How many grams of nitrogen monoxide gas can be produced from 80.0 ml of 4.00 M HNO3 and excess Cu?
3Cu(s)+ 8Hno3(aq)-> 3Cu(NO3)2(aq)+4H2O(/)+2NO(g)
Here is a worked example of a stoichiometry problem. Just follow the steps.
http://www.jiskha.com/science/chemistry/stoichiometry.html
Can't view the sight can u help me work it out
To find the number of grams of nitrogen monoxide (NO) gas produced, we'll follow these steps:
Step 1: Determine the number of moles of HNO3
We are given the volume (80.0 mL) and the molarity (4.00 M) of HNO3. We can use the formula:
moles = volume (L) × molarity
First, let's convert the volume from milliliters (mL) to liters (L):
80.0 mL = 80.0 ÷ 1000 = 0.080 L
Now, we can calculate the moles of HNO3:
moles of HNO3 = 0.080 L × 4.00 M = 0.32 moles
Step 2: Determine the limiting reactant
To find the limiting reactant, we need to compare the moles of HNO3 to the stoichiometric ratio between HNO3 and NO. From the balanced equation, we know that each mole of HNO3 produces 2 moles of NO.
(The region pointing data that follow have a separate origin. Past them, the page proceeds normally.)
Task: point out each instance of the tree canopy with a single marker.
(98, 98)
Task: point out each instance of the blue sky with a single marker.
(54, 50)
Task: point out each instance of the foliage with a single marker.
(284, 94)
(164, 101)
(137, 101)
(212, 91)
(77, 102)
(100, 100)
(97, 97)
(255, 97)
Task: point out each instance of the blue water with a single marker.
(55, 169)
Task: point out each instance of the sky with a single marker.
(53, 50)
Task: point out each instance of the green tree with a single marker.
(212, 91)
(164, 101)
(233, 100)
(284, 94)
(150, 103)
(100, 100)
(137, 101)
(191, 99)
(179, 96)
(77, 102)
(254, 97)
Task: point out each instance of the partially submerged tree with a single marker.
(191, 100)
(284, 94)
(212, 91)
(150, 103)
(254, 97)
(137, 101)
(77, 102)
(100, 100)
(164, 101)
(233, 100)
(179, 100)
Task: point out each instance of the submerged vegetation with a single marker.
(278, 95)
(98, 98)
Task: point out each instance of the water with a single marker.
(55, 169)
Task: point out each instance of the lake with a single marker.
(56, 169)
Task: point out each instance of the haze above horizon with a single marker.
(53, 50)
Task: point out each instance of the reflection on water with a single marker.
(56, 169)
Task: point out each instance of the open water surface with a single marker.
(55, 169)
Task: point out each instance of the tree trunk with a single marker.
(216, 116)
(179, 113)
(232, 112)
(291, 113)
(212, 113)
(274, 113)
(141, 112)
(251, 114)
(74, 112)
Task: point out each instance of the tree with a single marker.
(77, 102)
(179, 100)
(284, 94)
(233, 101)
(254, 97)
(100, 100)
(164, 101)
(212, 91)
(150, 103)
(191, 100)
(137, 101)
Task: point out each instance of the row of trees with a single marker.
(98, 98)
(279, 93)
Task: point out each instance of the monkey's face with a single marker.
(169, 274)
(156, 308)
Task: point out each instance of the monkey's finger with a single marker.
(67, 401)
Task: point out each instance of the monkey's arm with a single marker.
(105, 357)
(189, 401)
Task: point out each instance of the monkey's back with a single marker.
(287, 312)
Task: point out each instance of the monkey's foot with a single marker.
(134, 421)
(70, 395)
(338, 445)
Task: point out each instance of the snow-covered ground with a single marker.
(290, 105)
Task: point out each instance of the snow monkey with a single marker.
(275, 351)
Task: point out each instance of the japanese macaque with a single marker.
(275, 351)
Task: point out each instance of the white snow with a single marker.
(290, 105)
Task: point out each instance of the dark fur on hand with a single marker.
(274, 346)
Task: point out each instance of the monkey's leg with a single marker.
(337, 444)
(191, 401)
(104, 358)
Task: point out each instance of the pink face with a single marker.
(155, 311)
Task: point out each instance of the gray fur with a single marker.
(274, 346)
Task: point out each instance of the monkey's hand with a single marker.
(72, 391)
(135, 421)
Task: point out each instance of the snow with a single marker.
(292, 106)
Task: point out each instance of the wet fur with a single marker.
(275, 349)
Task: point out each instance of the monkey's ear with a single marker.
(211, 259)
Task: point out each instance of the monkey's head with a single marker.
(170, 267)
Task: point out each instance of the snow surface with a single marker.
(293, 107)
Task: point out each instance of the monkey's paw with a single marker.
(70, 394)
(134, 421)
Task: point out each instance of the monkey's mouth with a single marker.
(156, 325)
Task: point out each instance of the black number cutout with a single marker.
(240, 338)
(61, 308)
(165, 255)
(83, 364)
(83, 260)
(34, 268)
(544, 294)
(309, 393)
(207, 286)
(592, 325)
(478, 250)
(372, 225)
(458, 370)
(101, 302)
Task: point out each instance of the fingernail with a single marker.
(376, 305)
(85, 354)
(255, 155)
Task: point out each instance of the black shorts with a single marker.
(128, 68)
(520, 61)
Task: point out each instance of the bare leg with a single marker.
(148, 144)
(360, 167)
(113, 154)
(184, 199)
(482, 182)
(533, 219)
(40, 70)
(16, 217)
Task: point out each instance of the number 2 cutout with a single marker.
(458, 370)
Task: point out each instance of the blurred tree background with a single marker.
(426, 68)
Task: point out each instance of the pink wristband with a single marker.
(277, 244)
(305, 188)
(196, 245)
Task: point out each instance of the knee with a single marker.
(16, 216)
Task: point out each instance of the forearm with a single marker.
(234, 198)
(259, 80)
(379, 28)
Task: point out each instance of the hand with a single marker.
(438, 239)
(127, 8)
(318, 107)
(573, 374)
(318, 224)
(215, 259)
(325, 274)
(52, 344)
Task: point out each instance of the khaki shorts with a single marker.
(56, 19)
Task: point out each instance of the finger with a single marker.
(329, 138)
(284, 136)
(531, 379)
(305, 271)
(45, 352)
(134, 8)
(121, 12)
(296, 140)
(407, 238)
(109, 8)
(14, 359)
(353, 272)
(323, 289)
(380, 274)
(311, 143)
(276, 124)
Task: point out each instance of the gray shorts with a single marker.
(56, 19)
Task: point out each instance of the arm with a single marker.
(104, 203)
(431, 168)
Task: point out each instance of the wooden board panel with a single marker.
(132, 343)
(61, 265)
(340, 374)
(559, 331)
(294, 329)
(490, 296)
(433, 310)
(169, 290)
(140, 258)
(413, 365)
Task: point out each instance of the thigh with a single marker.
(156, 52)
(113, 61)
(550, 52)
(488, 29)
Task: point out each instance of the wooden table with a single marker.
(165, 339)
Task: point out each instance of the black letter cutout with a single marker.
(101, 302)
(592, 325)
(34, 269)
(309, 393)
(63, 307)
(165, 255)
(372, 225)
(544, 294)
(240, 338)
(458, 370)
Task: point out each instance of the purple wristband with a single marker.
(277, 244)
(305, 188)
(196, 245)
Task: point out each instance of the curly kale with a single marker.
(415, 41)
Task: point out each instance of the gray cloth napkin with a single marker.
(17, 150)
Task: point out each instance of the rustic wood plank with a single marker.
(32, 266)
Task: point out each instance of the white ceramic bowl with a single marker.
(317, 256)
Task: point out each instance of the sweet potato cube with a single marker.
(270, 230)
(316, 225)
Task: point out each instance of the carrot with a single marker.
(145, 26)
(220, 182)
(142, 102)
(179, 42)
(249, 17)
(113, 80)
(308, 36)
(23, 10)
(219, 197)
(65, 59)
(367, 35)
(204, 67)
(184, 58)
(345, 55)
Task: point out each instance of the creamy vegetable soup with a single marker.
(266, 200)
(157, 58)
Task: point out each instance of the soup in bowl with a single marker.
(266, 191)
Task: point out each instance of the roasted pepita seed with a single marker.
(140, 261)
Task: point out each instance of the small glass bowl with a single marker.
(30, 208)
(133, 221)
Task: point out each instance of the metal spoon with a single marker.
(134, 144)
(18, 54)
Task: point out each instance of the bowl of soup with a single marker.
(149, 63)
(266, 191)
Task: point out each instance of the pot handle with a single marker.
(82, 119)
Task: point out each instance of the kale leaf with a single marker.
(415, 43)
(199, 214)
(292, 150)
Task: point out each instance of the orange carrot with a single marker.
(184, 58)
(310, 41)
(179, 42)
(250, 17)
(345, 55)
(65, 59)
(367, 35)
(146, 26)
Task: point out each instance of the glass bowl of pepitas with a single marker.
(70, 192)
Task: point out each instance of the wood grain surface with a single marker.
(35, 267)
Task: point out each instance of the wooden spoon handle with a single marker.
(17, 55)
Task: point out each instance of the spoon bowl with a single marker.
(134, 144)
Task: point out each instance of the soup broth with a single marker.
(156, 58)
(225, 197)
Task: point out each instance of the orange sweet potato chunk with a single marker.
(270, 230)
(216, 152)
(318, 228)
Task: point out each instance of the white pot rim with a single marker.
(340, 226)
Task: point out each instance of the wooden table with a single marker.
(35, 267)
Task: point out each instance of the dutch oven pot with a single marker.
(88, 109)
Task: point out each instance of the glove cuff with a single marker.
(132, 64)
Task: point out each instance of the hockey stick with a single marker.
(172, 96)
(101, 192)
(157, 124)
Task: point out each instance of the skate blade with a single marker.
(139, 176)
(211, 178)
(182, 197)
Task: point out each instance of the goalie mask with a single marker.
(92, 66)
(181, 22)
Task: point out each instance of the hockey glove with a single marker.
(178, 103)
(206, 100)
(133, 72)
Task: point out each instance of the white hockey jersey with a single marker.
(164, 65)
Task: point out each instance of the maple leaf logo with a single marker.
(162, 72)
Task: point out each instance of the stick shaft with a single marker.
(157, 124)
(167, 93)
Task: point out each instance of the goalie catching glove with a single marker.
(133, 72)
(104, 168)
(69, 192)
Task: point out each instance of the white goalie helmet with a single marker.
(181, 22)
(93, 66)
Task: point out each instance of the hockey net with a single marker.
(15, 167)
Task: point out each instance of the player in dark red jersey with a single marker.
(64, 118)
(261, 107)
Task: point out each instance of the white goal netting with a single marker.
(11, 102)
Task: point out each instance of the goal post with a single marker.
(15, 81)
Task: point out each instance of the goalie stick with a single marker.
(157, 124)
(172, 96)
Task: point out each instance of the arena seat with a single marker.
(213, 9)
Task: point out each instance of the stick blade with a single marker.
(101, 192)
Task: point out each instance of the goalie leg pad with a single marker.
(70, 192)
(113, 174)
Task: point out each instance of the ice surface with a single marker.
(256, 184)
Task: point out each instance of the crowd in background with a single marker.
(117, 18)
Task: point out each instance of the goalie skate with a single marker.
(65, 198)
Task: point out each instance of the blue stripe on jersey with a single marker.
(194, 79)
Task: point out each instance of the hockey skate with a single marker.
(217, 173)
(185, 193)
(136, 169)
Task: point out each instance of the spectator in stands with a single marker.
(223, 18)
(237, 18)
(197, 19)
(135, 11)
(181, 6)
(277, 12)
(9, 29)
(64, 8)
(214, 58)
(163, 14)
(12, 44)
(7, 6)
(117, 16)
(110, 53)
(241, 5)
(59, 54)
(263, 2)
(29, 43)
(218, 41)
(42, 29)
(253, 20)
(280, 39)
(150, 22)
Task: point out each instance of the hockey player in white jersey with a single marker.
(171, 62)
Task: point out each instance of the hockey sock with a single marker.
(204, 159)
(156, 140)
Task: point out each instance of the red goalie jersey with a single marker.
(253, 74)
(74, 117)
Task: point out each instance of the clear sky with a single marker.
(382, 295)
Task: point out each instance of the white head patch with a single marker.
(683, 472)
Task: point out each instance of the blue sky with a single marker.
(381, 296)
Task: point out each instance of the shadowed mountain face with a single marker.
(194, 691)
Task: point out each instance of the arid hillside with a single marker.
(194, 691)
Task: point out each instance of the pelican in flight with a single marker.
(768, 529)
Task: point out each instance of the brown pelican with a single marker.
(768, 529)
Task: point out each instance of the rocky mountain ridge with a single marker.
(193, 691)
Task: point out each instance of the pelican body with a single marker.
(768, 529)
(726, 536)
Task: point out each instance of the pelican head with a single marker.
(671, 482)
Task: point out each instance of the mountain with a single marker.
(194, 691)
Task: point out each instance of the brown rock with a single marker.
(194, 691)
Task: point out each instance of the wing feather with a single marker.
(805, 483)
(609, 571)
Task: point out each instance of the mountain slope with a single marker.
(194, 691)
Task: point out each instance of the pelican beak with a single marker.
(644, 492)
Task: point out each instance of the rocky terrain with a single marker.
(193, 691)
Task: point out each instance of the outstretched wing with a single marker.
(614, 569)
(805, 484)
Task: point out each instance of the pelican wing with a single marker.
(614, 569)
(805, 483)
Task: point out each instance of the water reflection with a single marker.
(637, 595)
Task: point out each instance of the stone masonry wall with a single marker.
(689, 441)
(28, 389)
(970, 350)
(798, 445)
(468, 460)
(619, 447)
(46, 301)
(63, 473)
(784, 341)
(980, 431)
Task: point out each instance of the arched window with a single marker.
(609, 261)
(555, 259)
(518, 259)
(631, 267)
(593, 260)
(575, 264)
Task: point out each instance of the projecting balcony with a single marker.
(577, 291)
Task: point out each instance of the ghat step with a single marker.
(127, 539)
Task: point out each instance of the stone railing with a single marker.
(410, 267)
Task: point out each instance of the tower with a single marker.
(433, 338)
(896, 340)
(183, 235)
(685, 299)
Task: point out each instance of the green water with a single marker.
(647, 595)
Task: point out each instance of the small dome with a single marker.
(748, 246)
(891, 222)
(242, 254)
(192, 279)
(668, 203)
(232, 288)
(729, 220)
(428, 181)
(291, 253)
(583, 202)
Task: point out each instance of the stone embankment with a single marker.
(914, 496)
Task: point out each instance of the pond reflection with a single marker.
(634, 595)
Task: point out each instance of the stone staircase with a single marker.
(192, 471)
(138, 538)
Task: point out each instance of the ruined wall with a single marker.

moles of NO = 0.32 moles × (2 moles NO / 8 moles HNO3) = 0.08 moles
Step 3: Calculate the grams of NO
To convert moles to grams, we need to use the molar mass of NO. The molar mass of NO is:
N: 14.01 g/mol
O: 16.00 g/mol
Molar mass of NO = 14.01 g/mol + 16.00 g/mol = 30.01 g/mol
Now, we can calculate the grams of NO:
grams of NO = moles of NO × molar mass of NO
grams of NO = 0.08 moles × 30.01 g/mol = 2.401 grams
Therefore, approximately 2.4 grams of nitrogen monoxide gas can be produced from 80.0 mL of 4.00 M HNO3 and excess Cu.